Cette découverte fondamentale a valu à Deaton le Nobel d’économie 2015. Lui et son épouse, Anne Case, une économiste de la santé de réputation mondiale, ont résumé leur analyse dans un livre maintenant célèbre intitulé Deaths of Despair (Morts de désespoir. L’avenir du capitalisme, PUF 2021). Ils ne prétendent pas que la détérioration des conditions de vie au cours du dernier quart de siècle soit la seule explication des problèmes des petites villes en déclin, mais leurs résultats ne permettent pas de douter que la disponibilité d’emplois à bons salaires en est un élément crucial.

Dans une allocution remarquable, Wally Burns, le chef de la réserve James Smith où vient d’avoir lieu la tuerie, a reconnu que la consommation d’alcool et de drogue est répandue dans sa communauté et constitue un grave problème. On ne sait pas ce qui a motivé précisément Myles Sanderson. Quoi qu’il en soit, ce dont on a maintenant la certitude, c’est que le manque criant de bons emplois dans plusieurs réserves éloignées comme celle de James Smith est un facteur déterminant des « morts de désespoir ».
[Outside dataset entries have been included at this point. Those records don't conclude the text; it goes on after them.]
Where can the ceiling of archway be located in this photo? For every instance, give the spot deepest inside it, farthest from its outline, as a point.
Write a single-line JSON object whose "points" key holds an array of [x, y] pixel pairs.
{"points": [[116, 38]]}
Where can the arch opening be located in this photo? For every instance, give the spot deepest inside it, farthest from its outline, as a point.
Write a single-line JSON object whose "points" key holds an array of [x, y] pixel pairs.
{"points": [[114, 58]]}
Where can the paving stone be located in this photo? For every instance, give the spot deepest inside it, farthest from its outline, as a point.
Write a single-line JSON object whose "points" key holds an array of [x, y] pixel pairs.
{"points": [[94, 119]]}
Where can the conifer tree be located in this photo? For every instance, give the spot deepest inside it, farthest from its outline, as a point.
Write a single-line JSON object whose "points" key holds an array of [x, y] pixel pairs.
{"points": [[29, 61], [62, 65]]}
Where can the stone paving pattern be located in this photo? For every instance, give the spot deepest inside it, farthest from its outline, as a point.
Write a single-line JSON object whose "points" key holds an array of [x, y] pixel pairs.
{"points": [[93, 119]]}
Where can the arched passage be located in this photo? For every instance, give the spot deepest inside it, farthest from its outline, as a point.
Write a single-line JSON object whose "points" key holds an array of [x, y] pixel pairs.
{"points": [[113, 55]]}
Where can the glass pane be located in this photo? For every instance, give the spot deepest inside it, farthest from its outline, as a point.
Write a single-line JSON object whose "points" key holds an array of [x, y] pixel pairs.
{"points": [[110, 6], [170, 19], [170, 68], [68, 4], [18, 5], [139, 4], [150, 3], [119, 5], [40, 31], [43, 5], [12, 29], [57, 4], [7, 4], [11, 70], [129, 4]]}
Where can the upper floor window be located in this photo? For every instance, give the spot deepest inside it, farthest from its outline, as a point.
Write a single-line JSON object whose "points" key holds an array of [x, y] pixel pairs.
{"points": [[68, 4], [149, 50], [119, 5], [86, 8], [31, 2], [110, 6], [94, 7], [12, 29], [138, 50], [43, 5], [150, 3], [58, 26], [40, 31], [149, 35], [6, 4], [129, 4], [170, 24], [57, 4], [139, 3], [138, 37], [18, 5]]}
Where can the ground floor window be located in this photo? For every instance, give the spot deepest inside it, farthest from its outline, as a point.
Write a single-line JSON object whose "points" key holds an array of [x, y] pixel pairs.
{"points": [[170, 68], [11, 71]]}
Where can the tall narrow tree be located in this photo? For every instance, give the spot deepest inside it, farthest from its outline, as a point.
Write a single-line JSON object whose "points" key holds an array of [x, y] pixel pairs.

Il peut arriver que la réserve d’une Première Nation ait la chance d’être située à proximité d’un développement minier, forestier ou énergétique potentiel. Dans ce cas, si elle dispose d’un solide leadership, elle peut être partie prenante du projet en matière d’emplois et de bénéfices d’entreprise. Toutefois, les bons emplois requièrent habituellement un bon niveau d’éducation ou de formation, ce qui manque souvent. Et, bien évidemment, plusieurs réserves éloignées n’ont pas la chance d’être proches des ressources.

Il n’y a aucun doute que la recherche de la vérité et de la réconciliation s’imposait comme première étape d’un cheminement commun des Nations au Canada. Mais il faut de toute urgence s’engager plus fermement dans la seconde étape : celle d’une action concrète et déterminée en faveur de l’éducation, de la santé et du développement économique des Premières Nations.